If you add noise it not only makes your end result look more realistic - it can also hide defects in your source material. It is particularly good for breaking up gradient fills, which often look bad on video.

Film has softer edges than video, so it is important to soften the edges of anything you want to sell as film. To soften the edges I use the VirtualDub built-in “blur”” filter. However, you must make sure this appears before the other filters, so you don’t blur the grain or scratches.

If you are working in PAL 16:9, you can right click on the video input and output panes in VirtualDub to change view them at the correct aspect ratio.

To export the video from VirtualDub, I also use HuffyUV. If you press Ctrl-P you’ll be able to change the video compression method.
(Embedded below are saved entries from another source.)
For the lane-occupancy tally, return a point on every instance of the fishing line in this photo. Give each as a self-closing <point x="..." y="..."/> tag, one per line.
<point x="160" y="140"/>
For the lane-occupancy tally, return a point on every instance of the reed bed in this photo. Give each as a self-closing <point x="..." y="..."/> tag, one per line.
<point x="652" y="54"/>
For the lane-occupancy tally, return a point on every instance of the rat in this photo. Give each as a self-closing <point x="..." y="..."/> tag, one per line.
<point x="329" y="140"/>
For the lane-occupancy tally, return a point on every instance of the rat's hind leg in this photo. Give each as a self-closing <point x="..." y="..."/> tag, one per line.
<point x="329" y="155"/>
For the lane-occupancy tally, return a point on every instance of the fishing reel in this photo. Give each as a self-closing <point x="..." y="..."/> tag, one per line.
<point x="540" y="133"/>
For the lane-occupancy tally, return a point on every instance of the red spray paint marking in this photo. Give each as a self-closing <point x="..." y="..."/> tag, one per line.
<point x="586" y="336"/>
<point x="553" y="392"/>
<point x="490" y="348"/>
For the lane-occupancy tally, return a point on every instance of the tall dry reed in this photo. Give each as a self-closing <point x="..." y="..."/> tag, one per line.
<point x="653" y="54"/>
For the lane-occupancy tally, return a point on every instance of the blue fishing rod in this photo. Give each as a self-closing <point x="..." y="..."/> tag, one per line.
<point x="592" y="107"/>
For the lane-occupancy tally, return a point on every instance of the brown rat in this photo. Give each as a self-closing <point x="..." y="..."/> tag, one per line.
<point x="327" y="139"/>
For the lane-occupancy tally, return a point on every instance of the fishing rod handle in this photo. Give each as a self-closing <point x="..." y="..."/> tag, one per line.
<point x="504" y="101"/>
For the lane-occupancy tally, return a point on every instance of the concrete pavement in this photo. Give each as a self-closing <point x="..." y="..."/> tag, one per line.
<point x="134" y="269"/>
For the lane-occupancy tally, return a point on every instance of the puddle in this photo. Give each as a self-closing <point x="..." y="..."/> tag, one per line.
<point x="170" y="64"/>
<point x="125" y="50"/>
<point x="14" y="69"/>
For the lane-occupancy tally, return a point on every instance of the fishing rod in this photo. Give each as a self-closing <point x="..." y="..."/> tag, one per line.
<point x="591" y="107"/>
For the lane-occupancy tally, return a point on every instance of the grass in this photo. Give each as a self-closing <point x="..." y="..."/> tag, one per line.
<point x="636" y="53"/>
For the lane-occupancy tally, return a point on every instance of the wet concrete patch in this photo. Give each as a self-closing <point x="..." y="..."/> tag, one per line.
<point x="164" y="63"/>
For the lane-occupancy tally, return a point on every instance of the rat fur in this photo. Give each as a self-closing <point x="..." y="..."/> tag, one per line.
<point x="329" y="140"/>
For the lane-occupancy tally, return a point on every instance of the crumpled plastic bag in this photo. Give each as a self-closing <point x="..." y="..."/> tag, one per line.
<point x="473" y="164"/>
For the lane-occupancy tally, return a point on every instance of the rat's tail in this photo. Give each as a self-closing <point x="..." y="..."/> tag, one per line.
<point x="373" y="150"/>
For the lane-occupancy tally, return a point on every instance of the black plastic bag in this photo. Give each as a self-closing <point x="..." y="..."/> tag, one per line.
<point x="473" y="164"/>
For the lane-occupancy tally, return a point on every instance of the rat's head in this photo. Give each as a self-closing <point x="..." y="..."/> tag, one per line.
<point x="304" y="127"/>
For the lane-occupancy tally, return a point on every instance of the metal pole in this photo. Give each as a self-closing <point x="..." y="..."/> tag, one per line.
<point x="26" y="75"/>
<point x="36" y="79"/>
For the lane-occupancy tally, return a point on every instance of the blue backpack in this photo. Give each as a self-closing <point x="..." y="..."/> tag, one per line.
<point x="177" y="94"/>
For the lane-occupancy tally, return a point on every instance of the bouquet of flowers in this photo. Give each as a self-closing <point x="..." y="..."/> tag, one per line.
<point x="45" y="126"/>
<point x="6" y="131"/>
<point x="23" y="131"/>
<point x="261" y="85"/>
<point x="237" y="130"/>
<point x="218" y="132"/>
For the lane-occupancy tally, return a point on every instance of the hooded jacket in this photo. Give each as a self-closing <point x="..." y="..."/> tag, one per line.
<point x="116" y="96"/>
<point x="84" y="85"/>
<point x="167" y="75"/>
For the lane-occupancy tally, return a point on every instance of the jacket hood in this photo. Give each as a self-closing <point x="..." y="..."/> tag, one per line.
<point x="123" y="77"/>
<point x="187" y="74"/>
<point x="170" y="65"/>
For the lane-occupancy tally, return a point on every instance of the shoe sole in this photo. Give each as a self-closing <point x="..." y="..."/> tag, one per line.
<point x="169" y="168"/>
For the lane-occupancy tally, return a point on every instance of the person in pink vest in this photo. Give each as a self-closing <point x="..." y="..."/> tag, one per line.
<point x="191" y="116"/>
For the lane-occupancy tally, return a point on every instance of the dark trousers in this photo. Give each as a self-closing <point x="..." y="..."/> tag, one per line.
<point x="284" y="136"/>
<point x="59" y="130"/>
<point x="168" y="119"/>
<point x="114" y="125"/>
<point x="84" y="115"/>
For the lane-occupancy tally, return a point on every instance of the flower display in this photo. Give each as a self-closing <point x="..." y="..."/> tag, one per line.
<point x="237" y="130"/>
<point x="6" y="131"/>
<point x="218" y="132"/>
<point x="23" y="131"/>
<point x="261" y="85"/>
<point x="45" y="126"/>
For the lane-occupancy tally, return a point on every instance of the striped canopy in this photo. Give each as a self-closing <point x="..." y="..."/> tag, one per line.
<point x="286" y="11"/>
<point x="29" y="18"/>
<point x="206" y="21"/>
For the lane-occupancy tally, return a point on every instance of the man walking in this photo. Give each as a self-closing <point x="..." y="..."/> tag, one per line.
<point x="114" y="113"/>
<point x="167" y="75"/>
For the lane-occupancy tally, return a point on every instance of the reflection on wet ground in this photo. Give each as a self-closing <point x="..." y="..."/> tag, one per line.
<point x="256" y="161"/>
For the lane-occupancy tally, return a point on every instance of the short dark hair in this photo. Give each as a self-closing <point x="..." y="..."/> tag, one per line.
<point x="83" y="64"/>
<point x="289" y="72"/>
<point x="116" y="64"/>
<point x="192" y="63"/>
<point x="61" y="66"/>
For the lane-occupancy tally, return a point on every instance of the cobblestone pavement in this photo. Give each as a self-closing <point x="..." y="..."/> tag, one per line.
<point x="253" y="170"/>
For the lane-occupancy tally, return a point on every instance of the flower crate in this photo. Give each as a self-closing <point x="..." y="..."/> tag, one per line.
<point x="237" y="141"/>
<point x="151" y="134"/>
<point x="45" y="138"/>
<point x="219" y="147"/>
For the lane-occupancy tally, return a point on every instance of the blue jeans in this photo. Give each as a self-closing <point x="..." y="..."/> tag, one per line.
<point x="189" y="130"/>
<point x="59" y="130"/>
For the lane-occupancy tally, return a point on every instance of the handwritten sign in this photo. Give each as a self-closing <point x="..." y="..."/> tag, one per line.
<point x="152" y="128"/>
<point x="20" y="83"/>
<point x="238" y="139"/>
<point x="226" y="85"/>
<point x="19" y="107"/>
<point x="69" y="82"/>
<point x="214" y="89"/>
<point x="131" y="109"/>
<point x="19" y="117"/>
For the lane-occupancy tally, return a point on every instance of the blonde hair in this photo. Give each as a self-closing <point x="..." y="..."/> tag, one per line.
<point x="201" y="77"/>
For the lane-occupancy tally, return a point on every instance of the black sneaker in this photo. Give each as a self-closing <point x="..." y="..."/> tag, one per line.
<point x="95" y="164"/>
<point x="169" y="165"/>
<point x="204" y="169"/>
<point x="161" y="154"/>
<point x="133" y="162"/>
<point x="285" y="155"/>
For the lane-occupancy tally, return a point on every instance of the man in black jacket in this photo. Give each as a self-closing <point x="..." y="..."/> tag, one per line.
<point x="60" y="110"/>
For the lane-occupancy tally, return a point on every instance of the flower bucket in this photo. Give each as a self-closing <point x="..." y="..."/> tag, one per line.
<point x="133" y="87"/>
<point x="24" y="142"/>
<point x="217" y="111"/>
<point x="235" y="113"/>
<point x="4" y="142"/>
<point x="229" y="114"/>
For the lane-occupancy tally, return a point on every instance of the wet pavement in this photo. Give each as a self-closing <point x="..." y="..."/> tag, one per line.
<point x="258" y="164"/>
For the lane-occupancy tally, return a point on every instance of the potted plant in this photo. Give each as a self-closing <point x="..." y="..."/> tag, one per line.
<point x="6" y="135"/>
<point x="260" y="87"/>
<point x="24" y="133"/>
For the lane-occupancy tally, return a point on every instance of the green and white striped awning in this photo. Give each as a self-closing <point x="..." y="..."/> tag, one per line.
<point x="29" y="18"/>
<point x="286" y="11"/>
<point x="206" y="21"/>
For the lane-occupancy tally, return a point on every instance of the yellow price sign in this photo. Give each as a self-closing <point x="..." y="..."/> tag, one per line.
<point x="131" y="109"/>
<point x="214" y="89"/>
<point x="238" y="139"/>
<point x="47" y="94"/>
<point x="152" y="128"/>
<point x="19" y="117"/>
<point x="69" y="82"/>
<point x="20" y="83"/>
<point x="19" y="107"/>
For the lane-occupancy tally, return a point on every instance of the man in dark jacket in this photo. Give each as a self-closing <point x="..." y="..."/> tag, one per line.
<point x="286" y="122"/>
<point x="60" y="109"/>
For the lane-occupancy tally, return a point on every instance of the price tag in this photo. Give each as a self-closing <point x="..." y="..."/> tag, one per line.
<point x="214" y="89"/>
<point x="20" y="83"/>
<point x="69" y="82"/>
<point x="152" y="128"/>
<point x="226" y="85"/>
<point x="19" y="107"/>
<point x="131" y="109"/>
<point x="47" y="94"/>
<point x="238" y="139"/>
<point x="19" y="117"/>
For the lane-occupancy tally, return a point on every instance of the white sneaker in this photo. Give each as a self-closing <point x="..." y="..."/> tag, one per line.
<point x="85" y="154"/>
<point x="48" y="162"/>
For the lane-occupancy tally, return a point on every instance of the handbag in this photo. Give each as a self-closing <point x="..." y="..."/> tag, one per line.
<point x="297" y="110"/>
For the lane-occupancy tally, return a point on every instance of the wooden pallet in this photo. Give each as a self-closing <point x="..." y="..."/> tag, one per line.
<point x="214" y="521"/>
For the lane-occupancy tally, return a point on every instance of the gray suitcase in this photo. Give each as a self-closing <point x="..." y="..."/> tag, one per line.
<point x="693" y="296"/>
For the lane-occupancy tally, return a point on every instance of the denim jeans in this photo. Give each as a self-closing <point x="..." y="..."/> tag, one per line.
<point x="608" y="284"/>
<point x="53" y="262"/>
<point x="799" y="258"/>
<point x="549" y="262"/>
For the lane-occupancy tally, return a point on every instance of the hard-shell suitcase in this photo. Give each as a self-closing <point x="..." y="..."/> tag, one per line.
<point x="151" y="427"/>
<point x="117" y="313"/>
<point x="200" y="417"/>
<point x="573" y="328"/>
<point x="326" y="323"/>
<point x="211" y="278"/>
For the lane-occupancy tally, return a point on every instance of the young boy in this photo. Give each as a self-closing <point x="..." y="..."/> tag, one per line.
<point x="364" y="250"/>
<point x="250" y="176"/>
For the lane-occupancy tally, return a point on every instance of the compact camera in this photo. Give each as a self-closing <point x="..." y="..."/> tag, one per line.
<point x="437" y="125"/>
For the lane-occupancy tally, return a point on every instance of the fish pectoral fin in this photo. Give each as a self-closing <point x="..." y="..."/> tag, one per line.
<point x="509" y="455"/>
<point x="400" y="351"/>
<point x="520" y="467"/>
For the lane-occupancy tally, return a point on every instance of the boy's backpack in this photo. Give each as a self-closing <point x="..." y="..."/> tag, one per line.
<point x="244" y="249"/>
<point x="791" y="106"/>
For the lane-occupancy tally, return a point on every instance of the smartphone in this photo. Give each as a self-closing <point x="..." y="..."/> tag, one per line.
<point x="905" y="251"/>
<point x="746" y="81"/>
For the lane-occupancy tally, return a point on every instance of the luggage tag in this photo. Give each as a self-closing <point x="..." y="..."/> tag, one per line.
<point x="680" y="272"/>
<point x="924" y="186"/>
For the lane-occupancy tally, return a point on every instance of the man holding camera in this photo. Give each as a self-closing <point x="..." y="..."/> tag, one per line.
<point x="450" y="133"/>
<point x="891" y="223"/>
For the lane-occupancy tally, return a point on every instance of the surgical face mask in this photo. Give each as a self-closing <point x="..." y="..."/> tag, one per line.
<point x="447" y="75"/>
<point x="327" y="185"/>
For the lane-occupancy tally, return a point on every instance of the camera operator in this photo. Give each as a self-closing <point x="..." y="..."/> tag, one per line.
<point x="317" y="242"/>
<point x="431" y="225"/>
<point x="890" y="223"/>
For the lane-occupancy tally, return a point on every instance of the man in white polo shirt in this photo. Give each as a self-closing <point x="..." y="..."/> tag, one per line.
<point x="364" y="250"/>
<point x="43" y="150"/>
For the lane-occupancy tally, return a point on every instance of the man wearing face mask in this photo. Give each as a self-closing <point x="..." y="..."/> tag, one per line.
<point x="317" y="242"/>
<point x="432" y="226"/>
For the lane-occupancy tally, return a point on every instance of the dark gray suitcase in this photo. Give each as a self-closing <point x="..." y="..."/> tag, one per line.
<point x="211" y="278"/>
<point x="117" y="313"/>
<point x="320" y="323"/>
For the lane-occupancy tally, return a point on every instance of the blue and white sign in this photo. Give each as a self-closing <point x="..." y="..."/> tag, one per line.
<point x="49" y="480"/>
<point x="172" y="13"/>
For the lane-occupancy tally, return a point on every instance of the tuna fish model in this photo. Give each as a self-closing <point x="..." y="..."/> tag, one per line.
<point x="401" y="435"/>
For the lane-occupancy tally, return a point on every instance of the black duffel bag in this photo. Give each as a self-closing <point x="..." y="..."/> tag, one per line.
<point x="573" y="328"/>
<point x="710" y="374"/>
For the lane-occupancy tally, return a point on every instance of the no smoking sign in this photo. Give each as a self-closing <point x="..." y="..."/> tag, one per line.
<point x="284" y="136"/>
So we’ve got the grain, we've got the softness, we’ve got the faded colour and the speckle and sparkle and the scratches. All that’s left is the gate weave.

Gate weave is the gentle bobbing up and down that film used to do. The MSU Old Cinema filter and the Elements Old Film plug in both really overdo this effect. However, there is a way of getting a realistic gate weave effect. To do this I use the “Active Camera” plug in that comes with Premiere Elements 4. If you add this effect to a piece of video, changing the settings to Horizontal .33, Vertical 2.0, Crop 5, Rate 50, Jitter 75 is a good starting point.

The MSU Old Cinema filter is not a perfect solution - the number of speckle and sparkle artifacts it has is limited and they look rather small on screen. It cannot do things like "hair" trapped in the gate. And I have to add the marker that shows the film is coming to the end of a reel in Flash. It would also be good if there were adjustable settings for gate weave and flicker.

The MSU Noise Generation filter does not make a totally convincing film grain either - MSU have written a proper Film noise plug but it's for its paying customers only.

However, this is the best "free" filmising solution I have found, and it can produce some very realistic results. Try it yourself!

3 comments:

wbhist said...

Part of it was the film sources as you said, but it was also in some respects the telecine equipment used. In Britain Rank Cintels were the order of the day, but in the U.S. individual TV stations' telecines varied wildly: some used equipment from RCA (among the widely used film chain cameras from that company were three-tube TK-26's in the 1950's, four-tube TK-27's in the '60's and three-tube TK-28's in the '80's) while other stations went with General Electric (chiefly the PE-24 if before 1965 or PE-240 from 1966 to 1970, or finally PE-245; all four-tubes). Some American viewers noted that pictures elicited from TK-27's looked washed out compared with the picture as emanated from either TK-26's (or even later TK-28's) or the GE cameras. Oftentimes, a worn-out vidicon tube or tubes had an effect on the way film or slides were presented on screen. In short, a combination of the two - telecine equipment and faded film/slides.

Kecske said...

Many thanks for your comment, which I found very interesting. You're obviously an expert so please excuse my rather naive ramblings!

I've recently been talking to Roddy Buxton, who tells me that ATV Birmingham in their black/white era (pre Oct 69) used to use an in-house modified 35mm cinema projector as their telecine facilities.

At the other extreme there was TWW in Cardiff who were already using an early form of wet-gate telecine in conjunction with their Rank Cintels in the 1960s.

In additon to the Rank Cintels there were the Polygon(Mechau variable speed shutterless) telecines used at the BBC which gave lovely murky looking pictures in the 70s.

wbhist said...

I was talking about the cameras in the film chains. As for film projectors, there was RCA TP-66 and other machines made by companies like Simplex and Eastman. The way they interpolated picture images from films (especially the pulldown from 30 to 24 in NTSC systems) seemed to differ somewhat but their guiding principles were the same.